Durante este año de encierro en Chonchocoro, Camacho y su familia han sido víctimas de múltiples vulneraciones a sus derechos humanos. Por otro lado, la vida y la seguridad del gobernador Camacho corren un peligro inminente tanto por las condiciones generales de violencia típicas de dicha prisión, como por los peligros específicos que le acarrea el ser reconocido como líder principal de Santa Cruz, en la prisión donde más presos de Santa Cruz han sido asesinados.
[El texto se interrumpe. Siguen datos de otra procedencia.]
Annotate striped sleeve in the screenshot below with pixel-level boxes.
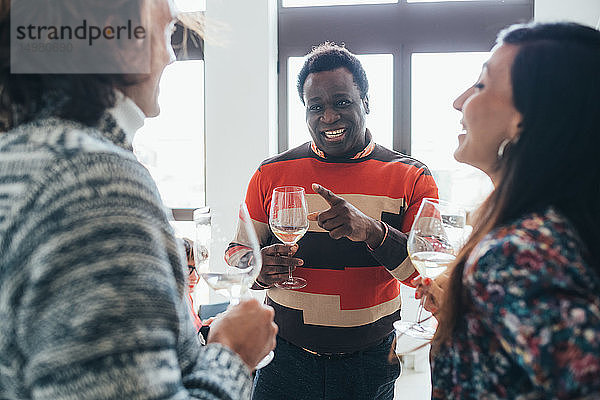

En cuanto al derecho a la vida y a la salud, Camacho padece una enfermedad de base y, por tal motivo, debería recibir una serie de medicinas y tratamiento en un centro médico adecuado. No obstante, el Gobierno ha obstaculizado el acceso irrestricto a las medicinas y al tratamiento y, con ello, ha puesto en peligro varias veces su vida: Camacho ha perdido más de 20 kilogramos de peso y presenta un evidente deterioro físico. Tampoco se le permite recibir la luz del sol ni se le ha asignado un tiempo para realizar ejercicios físicos tal como han solicitado sus abogados en reiteradas ocasiones. Asimismo, grupos de choque de partidarios del Gobierno se han instalado, en los alrededores de Chonchocoro, para realizar “vigilias” y cavar zanjas sobre la carretera a objeto de hostigar, amenazar, golpear y dificultar el ingreso de médicos, familiares y abogados.

Camacho y su esposa han sido víctimas de tratos crueles, inhumanos y degradantes, a través de la instalación de una cámara espía en su celda con el fin de ejercer una tortura psicológica y denigrar su dignidad. En una muestra de abuso desmesurado, una diputada del partido de Gobierno incluso justificó la existencia de la cámara para tareas de espionaje contra Camacho y su esposa al declarar: “La cámara va a evidenciar y será una prueba de todos los privilegios que goza este señor”.

En mayo de 2022, el Relator Especial sobre la independencia de los magistrados y abogados de la ONU calificó el delito de “terrorismo” en la legislación boliviana como un “tipo penal ambiguo” que genera “preocupación”. Asimismo, el informe del Grupo Interdisciplinario de Expertos Independientes (GIEI) – Bolivia, de la Comisión Interamericana de Derechos Humanos (CIDH), publicado en julio de 2021, recomendó “adecuar” el tipo penal “vago y abstracto” de terrorismo (que, según el GIEI, genera la “indebida criminalización” de la conducta de “subvertir el orden constitucional”) “al principio de legalidad y a los estándares internacionales” porque observó su “uso arbitrario” al ser parte de un “patrón de uso político de la legislación penal”.

El encarcelamiento de Camacho representa un grave abuso de poder y una denegación de justicia básica para el principal líder opositor de Bolivia. En suma, representa la inexistencia de un sistema auténticamente democrático en Bolivia, y ratifica el carácter autoritario del régimen de Arce.